Seu pai, Raymundo Magliano, fundou a corretora de número 1 e presidiu o Conselho de Administração da Bovespa. Seguindo seu passos, Magliano Filho foi vice-presidente da Bovespa entre 1997 e 2000, e a presidiu por sete mandatos consecutivos, entre 2001 e 2008. Sob seu comando, a centenária e vetusta instituição transformou-se em um dos principais pregões de países emergentes.

Quando Magliano ocupou a sala de poltronas de couro, tapetes espessos e pinturas equestres nas paredes com escuros lambris de carvalho, a situação da Bolsa era ruim. Ela estava ameaçada de extinção devido à migração de negócios para outras praças, Nova York em especial. Em valores atualizados para dezembro de 2020, as transações haviam caído para R$ 1,52 bilhão por dia. Sete anos mais tarde, quando entregou o cargo, esse montante havia mais que quintuplicado em termos reais, para R$ 9,34 bilhões. Para comparar, em 2020 o volume médio diário foi de R$ 25,6 bilhões. Um crescimento menor do que o registrado durante a gestão de Magliano.

É necessário admitir que parte desse florescer do mercado de capitais deveu-se a fatores externos à Bolsa, como a alta nos preços das commodities e a farta liquidez internacional. No entanto, não fossem os esforços de Magliano, esse movimento teria passado ao largo do prédio na rua XV de Novembro, no Centro Velho da capital paulista. Um dos melhores exemplos foi a abertura de capital da própria Bolsa, realizada em 2007. Como muitas iniciativas no Brasil, as bolsas nasceram por ordem do governo. Só em meados da década de 1960 a Bovespa deixou de ser estatal e passou a ser controlada pelas corretoras de valores, na época impermeáveis aos avanços em governança e em transparência. Pecado mortal para o executivo, leitor de filosofia e admirador do filósofo italiano Norberto Bobbio.

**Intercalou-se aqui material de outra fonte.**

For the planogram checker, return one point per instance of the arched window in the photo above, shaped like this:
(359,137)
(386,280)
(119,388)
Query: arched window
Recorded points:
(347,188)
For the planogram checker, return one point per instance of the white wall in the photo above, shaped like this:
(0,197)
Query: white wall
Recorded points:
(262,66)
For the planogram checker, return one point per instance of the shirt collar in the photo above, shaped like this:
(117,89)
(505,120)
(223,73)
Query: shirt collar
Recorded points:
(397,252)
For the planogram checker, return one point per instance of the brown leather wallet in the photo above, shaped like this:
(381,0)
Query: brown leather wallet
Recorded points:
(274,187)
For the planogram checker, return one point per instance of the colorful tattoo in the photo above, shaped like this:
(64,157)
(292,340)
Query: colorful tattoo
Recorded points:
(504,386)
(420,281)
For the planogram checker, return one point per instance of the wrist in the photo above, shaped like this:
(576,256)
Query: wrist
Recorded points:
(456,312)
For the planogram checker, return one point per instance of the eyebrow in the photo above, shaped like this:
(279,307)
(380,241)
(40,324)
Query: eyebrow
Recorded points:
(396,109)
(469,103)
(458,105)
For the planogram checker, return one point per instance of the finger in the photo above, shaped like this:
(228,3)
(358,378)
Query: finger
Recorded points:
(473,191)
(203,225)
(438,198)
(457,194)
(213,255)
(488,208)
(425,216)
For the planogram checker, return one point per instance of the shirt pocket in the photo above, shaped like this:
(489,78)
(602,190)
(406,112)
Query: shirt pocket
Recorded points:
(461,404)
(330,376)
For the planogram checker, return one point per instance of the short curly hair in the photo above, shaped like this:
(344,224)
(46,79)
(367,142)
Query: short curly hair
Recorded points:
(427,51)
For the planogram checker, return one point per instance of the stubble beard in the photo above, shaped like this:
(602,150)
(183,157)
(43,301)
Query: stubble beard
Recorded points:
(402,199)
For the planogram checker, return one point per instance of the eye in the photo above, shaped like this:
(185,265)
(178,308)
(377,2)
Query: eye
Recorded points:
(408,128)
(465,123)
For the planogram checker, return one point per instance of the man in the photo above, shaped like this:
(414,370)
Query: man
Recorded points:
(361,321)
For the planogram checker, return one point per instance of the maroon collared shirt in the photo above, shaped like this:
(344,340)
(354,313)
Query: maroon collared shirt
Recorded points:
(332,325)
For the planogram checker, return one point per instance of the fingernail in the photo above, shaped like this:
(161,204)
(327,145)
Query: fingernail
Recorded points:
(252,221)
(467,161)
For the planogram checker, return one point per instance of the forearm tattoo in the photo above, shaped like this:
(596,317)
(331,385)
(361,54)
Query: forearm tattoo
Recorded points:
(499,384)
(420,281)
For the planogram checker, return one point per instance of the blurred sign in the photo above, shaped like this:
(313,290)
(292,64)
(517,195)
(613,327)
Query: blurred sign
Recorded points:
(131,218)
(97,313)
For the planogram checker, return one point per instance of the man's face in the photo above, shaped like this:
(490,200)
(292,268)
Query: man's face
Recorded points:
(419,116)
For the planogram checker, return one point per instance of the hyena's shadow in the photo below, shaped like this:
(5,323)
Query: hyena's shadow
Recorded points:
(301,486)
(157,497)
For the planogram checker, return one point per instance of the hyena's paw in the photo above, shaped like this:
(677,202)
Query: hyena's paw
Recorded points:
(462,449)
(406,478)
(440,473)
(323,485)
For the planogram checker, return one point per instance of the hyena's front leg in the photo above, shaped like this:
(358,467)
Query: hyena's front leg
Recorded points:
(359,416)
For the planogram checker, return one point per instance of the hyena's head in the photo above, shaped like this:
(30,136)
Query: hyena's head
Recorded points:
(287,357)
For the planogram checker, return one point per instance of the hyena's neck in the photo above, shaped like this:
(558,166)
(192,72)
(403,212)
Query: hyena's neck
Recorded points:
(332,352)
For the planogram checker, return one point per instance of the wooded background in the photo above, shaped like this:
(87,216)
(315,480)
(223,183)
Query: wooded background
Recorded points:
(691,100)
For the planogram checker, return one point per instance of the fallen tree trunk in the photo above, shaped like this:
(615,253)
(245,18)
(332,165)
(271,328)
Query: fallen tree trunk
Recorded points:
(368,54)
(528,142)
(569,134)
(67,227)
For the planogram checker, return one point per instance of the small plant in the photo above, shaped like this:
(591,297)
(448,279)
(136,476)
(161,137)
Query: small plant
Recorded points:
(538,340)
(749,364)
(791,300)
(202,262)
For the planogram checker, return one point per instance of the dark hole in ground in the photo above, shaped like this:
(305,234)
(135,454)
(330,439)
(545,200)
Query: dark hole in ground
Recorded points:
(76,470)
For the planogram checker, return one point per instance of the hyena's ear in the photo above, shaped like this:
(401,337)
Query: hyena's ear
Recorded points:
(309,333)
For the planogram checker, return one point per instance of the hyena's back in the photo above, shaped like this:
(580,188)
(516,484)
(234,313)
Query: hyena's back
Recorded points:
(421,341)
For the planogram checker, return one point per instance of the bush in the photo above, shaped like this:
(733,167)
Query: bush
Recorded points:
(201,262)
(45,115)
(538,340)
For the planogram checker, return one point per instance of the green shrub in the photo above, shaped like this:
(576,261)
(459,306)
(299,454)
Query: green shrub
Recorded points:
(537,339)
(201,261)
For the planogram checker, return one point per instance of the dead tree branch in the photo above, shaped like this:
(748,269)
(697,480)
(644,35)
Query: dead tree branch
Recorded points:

“Se o pequeno investidor não enxergar a Bolsa como um lugar onde ele se sente representado, ele não vai querer participar do mercado” Raymundo Magliano Filho (1942 – 2021), ex-presidente da Bolsa de Valores de São Paulo.

Ele percebeu logo o que faltava para que o mercado de capitais deslanchasse no Brasil: representatividade perante a sociedade. “A Bolsa era considerada um clube de elite, inacessível para o público”, disse ele à DINHEIRO em uma entrevista logo após deixar a presidência. Ao abrir capital, a Bolsa se tornou uma empresa transparente e com milhares de sócios. Foram 63,9 mil participantes na Oferta Pública Inicial, a quarta maior participação da história do mercado. Magliano também ajudou a costurar a fusão com a Bolsa de Mercadorias & Futuros (BM&F), em 2008. E a melhoria da governança também se estendeu às companhias abertas, com a criação do Novo Mercado, em 2004.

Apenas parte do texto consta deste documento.